Kalau kita berbicara mengenai masalah, nampaknya sama juga demikian. Selalu ada setiap hari. Mungkin malah kita pernah bosan dengan masalah di tengah-tengah kehidupan kita yang sama. Itu-itu saja. Demikian juga bacaan kita yang pertama dan ketiga hari ini menceritakan permasalahan (dalam bentuk penindasan) yang terjadi dalam sejarah mulai dari jaman bangsa Israel sampai jaman Yesus.

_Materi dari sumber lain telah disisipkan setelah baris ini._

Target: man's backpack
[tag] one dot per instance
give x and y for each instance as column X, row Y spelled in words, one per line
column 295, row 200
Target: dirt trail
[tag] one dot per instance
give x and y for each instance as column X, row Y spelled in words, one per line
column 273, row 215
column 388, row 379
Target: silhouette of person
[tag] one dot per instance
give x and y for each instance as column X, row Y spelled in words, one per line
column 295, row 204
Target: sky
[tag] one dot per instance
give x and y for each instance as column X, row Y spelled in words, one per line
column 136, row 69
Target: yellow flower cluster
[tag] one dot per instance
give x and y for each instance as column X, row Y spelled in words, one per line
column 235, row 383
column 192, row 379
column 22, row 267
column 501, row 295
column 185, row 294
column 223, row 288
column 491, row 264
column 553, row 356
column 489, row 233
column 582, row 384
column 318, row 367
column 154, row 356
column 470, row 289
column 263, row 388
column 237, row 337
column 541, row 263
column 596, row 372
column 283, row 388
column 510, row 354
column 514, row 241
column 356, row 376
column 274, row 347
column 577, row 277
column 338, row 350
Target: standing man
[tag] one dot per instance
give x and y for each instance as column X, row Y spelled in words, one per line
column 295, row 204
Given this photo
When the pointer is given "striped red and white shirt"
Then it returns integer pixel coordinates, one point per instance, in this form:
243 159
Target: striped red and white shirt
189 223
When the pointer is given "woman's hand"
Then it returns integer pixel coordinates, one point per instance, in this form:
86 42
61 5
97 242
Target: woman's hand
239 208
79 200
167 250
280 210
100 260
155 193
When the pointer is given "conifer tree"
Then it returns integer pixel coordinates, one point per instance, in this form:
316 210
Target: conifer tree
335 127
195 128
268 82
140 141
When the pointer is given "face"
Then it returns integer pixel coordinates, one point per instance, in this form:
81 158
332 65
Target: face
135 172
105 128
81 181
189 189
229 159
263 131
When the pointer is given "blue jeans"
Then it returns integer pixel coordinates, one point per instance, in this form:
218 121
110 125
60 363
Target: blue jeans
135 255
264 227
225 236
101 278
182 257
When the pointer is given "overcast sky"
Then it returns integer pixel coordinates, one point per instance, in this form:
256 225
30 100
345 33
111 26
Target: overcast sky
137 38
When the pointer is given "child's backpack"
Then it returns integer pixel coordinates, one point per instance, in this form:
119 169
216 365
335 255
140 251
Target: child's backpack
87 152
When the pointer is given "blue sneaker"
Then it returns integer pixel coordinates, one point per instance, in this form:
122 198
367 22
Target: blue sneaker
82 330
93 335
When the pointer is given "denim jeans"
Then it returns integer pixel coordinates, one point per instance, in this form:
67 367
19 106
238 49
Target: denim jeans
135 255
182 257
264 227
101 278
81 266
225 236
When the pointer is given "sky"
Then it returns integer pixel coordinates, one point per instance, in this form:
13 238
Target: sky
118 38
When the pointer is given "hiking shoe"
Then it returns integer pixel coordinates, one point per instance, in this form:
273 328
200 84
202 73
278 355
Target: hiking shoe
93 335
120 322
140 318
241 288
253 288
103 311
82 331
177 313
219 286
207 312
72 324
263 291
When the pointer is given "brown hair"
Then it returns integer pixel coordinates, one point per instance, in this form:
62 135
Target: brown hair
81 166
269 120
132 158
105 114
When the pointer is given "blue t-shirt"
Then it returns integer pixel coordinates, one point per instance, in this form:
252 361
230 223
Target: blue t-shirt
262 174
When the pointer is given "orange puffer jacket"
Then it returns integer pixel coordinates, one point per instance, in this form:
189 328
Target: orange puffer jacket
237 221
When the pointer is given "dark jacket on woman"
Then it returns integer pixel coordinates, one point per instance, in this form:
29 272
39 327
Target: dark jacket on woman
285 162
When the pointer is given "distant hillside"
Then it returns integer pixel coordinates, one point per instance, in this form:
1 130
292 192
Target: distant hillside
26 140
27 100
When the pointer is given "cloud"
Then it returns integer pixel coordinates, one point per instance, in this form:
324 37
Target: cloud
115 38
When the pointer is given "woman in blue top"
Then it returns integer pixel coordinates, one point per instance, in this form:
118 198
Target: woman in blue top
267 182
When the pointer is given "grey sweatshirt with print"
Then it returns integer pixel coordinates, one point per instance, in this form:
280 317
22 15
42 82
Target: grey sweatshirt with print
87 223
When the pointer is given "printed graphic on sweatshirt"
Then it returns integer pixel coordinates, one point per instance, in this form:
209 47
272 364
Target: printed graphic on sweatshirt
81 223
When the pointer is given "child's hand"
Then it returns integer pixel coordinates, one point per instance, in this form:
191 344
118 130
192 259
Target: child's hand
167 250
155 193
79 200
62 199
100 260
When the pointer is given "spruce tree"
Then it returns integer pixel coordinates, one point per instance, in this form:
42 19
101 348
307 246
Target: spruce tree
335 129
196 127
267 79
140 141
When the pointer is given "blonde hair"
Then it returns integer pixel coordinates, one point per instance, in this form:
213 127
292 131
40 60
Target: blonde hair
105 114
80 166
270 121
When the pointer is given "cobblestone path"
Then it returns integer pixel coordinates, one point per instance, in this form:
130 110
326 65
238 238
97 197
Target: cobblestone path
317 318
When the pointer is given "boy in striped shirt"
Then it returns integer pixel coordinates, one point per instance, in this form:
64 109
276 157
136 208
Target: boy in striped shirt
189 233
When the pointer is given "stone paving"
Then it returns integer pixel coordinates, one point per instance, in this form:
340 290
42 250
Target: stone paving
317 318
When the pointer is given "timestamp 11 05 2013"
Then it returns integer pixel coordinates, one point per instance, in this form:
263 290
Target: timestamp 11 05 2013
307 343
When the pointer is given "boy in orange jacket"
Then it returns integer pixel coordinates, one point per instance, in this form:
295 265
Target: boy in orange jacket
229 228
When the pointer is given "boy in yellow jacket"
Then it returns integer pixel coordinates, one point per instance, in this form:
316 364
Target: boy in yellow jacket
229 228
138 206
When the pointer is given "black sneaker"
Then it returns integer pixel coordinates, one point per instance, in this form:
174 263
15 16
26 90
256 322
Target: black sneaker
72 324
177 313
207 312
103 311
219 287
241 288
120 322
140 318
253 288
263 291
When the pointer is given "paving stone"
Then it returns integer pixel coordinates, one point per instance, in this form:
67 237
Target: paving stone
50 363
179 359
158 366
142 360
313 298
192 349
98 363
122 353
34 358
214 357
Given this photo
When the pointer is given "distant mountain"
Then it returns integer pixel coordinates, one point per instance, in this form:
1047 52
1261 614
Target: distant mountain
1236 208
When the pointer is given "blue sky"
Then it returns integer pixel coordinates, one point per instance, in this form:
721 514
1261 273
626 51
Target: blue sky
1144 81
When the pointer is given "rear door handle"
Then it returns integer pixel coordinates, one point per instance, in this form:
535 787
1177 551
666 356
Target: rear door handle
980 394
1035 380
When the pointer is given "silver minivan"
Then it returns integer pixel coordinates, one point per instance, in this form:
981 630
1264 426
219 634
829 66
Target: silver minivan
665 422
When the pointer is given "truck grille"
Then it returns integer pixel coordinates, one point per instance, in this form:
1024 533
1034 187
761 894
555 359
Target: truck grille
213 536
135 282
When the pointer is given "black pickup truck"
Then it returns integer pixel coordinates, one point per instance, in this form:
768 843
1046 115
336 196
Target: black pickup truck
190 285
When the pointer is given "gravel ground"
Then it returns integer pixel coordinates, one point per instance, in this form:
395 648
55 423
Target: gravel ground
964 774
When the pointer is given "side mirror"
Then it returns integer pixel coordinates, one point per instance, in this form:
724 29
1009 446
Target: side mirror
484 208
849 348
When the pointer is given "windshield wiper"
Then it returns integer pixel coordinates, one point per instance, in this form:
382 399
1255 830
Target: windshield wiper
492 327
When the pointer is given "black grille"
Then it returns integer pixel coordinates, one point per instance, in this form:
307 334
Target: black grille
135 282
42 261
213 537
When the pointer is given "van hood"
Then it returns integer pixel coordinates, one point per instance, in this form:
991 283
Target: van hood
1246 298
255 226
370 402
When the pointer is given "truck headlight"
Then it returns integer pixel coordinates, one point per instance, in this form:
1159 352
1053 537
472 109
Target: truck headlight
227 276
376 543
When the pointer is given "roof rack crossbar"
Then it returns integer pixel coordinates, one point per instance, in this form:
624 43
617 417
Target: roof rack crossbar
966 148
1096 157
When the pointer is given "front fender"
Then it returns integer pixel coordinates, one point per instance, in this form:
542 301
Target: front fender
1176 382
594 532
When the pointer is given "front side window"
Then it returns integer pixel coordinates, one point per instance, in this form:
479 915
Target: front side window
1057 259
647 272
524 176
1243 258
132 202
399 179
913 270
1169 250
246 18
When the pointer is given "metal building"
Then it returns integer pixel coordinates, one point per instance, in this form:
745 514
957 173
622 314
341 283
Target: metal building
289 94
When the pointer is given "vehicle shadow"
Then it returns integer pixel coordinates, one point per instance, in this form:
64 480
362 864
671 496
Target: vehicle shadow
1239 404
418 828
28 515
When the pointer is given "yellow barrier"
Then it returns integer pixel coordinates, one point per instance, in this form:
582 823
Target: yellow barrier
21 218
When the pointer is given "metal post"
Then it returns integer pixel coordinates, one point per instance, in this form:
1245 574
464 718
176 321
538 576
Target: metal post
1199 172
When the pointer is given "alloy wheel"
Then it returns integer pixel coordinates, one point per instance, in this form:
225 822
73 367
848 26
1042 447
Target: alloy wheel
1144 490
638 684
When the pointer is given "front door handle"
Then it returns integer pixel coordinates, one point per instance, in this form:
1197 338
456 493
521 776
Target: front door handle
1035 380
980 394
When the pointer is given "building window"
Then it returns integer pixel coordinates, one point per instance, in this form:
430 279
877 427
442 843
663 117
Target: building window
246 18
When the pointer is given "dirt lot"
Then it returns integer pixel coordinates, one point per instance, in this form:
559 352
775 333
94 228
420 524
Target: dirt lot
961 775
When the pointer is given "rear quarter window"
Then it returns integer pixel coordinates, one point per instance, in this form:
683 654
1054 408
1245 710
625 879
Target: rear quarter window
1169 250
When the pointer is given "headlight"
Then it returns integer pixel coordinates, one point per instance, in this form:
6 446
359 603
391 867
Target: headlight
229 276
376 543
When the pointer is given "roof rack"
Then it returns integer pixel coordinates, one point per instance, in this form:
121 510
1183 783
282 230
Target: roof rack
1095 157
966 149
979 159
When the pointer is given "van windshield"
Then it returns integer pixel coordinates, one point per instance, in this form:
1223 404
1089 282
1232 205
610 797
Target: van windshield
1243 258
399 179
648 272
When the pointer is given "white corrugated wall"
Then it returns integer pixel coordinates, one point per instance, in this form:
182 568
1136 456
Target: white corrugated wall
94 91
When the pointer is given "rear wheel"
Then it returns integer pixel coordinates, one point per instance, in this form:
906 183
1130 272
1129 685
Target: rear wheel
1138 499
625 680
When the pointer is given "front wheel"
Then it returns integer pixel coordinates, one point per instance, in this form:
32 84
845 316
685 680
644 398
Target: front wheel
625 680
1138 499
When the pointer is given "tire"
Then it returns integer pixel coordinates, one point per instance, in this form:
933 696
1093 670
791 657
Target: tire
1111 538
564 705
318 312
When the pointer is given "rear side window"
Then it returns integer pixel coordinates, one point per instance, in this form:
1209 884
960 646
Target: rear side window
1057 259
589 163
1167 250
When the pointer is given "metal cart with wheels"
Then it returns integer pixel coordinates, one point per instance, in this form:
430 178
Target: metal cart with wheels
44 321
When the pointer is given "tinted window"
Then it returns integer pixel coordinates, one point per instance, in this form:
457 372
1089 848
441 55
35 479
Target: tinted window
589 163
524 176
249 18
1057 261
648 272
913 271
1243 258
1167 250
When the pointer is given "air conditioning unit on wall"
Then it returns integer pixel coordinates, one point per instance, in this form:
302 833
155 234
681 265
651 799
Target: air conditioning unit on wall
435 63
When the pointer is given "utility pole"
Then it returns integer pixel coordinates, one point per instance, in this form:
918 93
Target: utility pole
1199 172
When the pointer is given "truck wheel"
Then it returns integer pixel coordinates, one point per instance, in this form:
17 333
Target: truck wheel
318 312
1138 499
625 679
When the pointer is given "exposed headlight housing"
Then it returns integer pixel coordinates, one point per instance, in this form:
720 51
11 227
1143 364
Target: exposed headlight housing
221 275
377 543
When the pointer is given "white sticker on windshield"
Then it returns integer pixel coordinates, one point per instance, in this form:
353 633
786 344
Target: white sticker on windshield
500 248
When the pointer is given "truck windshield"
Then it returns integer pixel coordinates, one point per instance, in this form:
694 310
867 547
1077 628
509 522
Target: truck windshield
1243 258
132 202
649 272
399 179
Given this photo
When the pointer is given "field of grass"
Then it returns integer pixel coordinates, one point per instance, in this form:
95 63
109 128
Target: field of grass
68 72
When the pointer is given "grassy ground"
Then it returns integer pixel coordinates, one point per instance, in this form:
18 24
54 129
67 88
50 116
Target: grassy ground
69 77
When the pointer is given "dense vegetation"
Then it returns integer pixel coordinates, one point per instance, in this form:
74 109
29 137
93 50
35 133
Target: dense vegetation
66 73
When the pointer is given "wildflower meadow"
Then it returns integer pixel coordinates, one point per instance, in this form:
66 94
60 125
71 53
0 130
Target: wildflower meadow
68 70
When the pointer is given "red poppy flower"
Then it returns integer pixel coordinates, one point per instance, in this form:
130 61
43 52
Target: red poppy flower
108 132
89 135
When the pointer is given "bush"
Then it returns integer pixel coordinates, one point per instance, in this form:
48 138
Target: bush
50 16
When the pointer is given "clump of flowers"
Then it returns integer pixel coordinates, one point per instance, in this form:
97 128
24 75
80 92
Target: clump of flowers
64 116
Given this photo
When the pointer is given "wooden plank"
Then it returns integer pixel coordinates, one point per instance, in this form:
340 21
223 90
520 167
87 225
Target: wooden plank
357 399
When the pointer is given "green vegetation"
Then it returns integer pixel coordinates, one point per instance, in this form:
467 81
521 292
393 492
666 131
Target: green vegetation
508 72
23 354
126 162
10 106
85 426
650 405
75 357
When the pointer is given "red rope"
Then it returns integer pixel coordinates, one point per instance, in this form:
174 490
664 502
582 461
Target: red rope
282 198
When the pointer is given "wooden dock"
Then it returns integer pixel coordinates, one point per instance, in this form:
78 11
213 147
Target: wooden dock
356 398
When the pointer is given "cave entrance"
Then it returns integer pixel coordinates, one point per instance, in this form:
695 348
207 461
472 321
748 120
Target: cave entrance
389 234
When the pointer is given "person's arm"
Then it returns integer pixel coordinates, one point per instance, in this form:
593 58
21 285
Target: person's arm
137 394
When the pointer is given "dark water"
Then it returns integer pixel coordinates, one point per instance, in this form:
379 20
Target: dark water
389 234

Kita perlu mengingat konteks bacaan kita yang pertama. Dahulu, bangsa Israel mengalami perbudakan dan penindasan di Mesir. Lalu Allah menolong dan membebaskan mereka. Allah memilih bangsa Israel sebagai umat-Nya dan menjamin keselamatan bangsa itu ada di bawah naungan-Nya. Perjanjian Allah itu diberikannya pada Kel 19:5 dan diteguhkan dalam pasal 24. Pemilihan Allah atas umat Israel itu bukan tanpa konsekuansi. Seperti di dalam konsep sebuah perjanjian, bangsa Israel perlu menunjukkan kesetiaannya kepada Allah. Wujudnya adalah dengan melakukan segala hukum dan ketetapan yang diberikan Tuhan. Jadi, hukum dan ketetapan Tuhan kepada bangsa Israel itu adalah wujud bangsa Israel mengikatkan diri dan kesetiaannya kepada Allah yang telah menolong dan membebaskan mereka.

Namun kemudian yang menarik, dalam bacaan kita yang ke 3, hukum dan ketetapan Allah yang diwariskan dalam tradisi Yahudi itu justru menjadi alat untuk menindas. Pemerasan terjadi dalam kegiatan jual-beli ternak untuk korban bakaran serta penukaran uang di Bait Allah. Ternak dijual jauh lebih tinggi dari seharusnya dan penukaran uang juga dengan ketetapan yang membuat keuntungan berlipat-lipat. Hukum Allah yang sejatinya adalah wujud bangsa Israel untuk mengingat tindakan pembebasan Allah, justru dipakai sedemikian rupa untuk memeras dan menindas. Parahnya, itu dilakukan di Bait Allah, tempat yang dijadikan sebagai simbol kehadiran Allah. Maka, tidak heran bahwa Yesus yang sering digambarkan sebagai sosok yang penuh kasih ini kemudian marah besar. Marah sambil membawa cambuk bukanlah sebuah kemarahan biasa. Yesus murka dan mengusir  para pedagang serta penukar uang itu. Ia menyucikan Bait Allah. Ia membebaskan umat dari penindasan dan pemerasan.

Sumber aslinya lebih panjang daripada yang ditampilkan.